Bref, cette accusation est encore et toujours un
raccourci logique abusif : le Conseil Famille et société tente d’assimiler
une revendication d’égalité à une volonté de gommer des différences objectives,
alors même que cette volonté n’est que le fait d’une minorité de militants et n’a
strictement rien à voir avec la revendication d’égalité elle-même. On peut
parfaitement revendiquer le même traitement pour des choses qu’on reconnaît différentes !
Contrairement à ce que prétendent les autorités ecclésiastiques, nous ne
passons sous silence ni les réalités anthropologiques, ni les droits de l’enfant,
et nous ne pensons pas que le bien commun se réduise à la somme des intérêts
individuels ; mais de toutes ces notions, nous avons seulement une autre
vision qu’eux.
Enfin, le Conseil Famille et société examine
les conséquences juridiques potentielles de la réforme, en particulier la question
de la présomption de paternité.
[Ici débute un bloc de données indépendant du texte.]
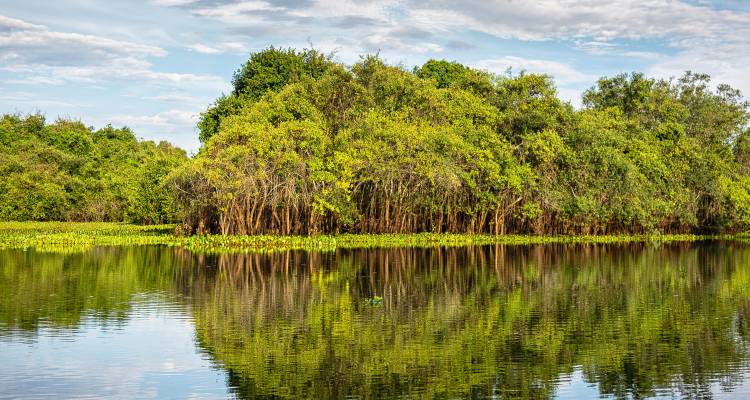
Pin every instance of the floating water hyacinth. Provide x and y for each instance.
(69, 236)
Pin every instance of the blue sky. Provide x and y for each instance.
(154, 65)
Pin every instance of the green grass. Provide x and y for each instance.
(74, 236)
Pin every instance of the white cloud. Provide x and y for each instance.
(220, 48)
(176, 125)
(577, 19)
(562, 73)
(39, 55)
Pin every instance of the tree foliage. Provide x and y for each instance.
(65, 171)
(305, 145)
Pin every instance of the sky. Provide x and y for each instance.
(155, 65)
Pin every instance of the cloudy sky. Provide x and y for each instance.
(154, 65)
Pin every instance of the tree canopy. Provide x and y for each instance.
(65, 171)
(305, 145)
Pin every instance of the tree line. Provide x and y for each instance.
(305, 145)
(65, 171)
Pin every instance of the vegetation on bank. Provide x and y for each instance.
(73, 237)
(65, 171)
(304, 145)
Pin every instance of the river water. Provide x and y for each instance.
(542, 321)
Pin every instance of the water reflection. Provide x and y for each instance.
(518, 321)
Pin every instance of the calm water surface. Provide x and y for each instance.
(553, 321)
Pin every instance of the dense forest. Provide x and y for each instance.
(304, 145)
(65, 171)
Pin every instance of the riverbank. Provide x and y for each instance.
(75, 236)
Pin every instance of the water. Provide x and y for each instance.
(552, 321)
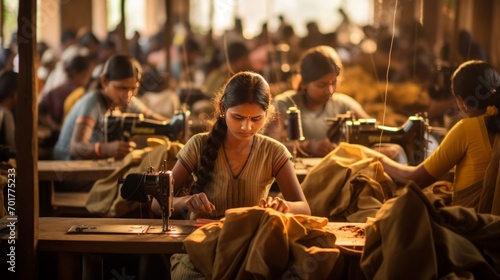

Mais c’est là encore un faux problème. Dans un
mariage hétérosexuel, lorsque le père est stérile, que se passe-t-il ? Je
ne suis pas juriste, mais de deux choses l’une : ou bien la présomption de
paternité continue à s’appliquer, auquel cas on est déjà dans le « mensonge
sur les origines de la vie » que dénonce la CEF, et on voit bien que le problème
n’a rien à voir avec la question de l’homosexualité ; ou bien elle ne s’applique
pas, et alors on a déjà « deux types de mariages », toujours sans que
cela ait quoi que ce soit à voir avec l’orientation sexuelle des parents. Les questions
connexes de la PMA et de l’adoption plénière se régleront donc exactement de la
même manière.
Pour ma part, je ne veux
donc pas même entrer dans le débat de savoir si le refus du mariage homosexuel
est ou n’est pas systématiquement de l’homophobie ; et je veux encore
moins, ici, discuter de la demande surréaliste que fait l’Église aux
homosexuels de vivre leurs amours dans la chasteté. Il me suffit de voir que
les opposants à cette réforme n’ont en fait à l’appui de leur refus pas le
moindre argument qui tienne un tant
soit peu face à un examen rigoureux. Si une réforme va dans le sens d’une plus
grande égalité entre les hommes et ne
s’oppose en rien à un intérêt supérieur, elle doit être tenue pour bonne, voilà
tout.
Meneldir
RépondreSupprimeril n'y aura probablement pas que le clonage qui est pour moi une voix non humaine , mais j'espère la possibilité, qui est à l'étude, de la méiose pour des cellules non sexuelles ce qui permettrait d'obtenir des gamètes à partir de cellules autres .
cela pourrait être un vrai traitement des stérilités ovariennes ou testiculaires .
restera le problème pour les hommes homosexuels de la gestation pour autrui qui est à mon sens un problème d'une beaucoup plus grande complexité.